TMJ is short for temporomandibular joint, which is the joint that connects the jawbone to the skull. This joint is very mobile and allows a person to talk and chew. Unfortunately, the TMJ can dislocate easily on one or both sides; this is known as a temporomandibular disorder, or TMD. When the dislocation occurs, a person can experience pain in and around the ear, pain and stiffness in the jaw, pain when chewing tough or hard foods, an inability to open the mouth wide, and a popping or clicking noise when opening the mouth. Some sufferers also experience headaches and dizziness.
TMJ disorder can be diagnosed by a physician or dentist. The physician or dentist will use various methods to determine whether or not a person is suffering from TMJ disorder or some other problem.
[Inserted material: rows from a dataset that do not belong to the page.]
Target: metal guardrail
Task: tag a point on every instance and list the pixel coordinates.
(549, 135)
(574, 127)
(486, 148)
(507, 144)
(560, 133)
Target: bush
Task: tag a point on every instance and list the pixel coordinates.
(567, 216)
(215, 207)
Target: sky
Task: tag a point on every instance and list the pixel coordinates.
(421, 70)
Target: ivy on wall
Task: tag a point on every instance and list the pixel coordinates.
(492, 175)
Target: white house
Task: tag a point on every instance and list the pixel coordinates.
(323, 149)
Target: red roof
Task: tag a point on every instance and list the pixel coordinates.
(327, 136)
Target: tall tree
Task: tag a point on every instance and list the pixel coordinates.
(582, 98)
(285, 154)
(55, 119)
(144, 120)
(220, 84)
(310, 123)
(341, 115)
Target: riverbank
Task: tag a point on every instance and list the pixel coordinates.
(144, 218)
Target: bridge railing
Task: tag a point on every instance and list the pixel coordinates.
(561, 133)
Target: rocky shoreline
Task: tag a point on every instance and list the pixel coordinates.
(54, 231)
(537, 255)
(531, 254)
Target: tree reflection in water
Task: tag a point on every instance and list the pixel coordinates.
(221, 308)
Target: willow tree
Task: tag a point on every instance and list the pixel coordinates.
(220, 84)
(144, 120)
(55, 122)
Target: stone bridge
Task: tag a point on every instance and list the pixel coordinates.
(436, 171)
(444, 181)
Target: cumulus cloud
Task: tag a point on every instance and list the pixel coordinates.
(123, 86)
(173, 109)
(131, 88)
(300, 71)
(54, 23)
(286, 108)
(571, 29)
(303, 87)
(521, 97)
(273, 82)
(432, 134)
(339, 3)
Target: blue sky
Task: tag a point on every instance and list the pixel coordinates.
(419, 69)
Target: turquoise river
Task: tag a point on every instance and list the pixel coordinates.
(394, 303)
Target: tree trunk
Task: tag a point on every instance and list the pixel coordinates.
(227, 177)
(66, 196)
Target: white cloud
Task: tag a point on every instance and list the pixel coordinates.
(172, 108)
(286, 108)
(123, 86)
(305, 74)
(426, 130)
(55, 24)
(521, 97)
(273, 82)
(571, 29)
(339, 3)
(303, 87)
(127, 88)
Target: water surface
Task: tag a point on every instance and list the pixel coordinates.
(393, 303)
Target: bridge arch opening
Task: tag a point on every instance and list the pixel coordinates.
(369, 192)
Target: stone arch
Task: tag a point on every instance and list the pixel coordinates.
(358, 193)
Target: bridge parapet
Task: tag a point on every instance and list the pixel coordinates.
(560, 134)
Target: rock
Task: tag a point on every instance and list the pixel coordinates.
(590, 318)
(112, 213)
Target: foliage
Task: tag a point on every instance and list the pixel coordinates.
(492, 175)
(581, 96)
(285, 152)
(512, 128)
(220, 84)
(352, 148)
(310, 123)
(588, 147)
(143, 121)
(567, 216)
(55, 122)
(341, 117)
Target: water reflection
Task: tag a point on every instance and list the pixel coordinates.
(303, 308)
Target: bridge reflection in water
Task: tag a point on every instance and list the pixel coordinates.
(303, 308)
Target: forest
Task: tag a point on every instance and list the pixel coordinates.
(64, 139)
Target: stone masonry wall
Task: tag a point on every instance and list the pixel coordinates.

The causes of TMJ disorders are varied, and can include: trauma from car accidents, an injury or wound to the tissue of the TMJ, overbite, improperly fitted dentures, clenching and grinding of the teeth, or even arthritis.
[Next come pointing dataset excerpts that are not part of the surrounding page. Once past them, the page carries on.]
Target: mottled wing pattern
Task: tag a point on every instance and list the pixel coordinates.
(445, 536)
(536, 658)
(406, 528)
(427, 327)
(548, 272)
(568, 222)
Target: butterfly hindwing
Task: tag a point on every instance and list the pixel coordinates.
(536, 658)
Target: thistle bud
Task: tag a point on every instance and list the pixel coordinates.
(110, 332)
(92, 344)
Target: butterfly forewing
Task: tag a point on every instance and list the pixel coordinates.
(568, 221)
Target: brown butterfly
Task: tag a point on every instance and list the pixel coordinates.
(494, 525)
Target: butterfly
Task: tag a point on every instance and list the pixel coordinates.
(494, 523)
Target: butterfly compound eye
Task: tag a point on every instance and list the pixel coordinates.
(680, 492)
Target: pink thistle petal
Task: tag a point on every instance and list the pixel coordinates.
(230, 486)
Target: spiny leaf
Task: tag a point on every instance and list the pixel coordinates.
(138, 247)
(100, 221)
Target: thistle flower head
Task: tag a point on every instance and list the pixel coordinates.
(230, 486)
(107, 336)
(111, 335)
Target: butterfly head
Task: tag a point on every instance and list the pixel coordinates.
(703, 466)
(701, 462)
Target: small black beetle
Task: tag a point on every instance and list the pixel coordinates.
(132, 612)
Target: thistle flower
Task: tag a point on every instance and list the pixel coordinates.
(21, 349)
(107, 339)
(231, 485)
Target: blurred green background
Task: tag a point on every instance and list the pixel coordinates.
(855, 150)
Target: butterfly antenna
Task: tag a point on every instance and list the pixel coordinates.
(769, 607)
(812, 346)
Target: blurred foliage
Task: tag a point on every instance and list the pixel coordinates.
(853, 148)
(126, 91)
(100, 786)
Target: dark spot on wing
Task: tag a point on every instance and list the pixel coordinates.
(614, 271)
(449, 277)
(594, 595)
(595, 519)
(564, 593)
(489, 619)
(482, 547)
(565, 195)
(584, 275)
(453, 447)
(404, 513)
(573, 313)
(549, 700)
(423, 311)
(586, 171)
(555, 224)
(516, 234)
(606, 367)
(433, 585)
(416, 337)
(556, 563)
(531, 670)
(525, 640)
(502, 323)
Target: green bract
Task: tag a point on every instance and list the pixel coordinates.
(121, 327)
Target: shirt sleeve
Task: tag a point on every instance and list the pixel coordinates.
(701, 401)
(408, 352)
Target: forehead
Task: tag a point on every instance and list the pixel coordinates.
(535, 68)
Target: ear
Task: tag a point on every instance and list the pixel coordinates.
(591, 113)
Treatments include anti-inflammatory medications (such as ibuprofen), muscle relaxants, ultrasound, heat therapy, or bite guards to prevent grinding of the teeth at night. Splints can be used to realign the jaw to relax and reduce stress. A chiropractor can assist in strengthening and realigning the area around the neck and jaw, so that the TMJ can function properly. Surgery on the TMJ is controversial, and most professionals think of it only as a last resort.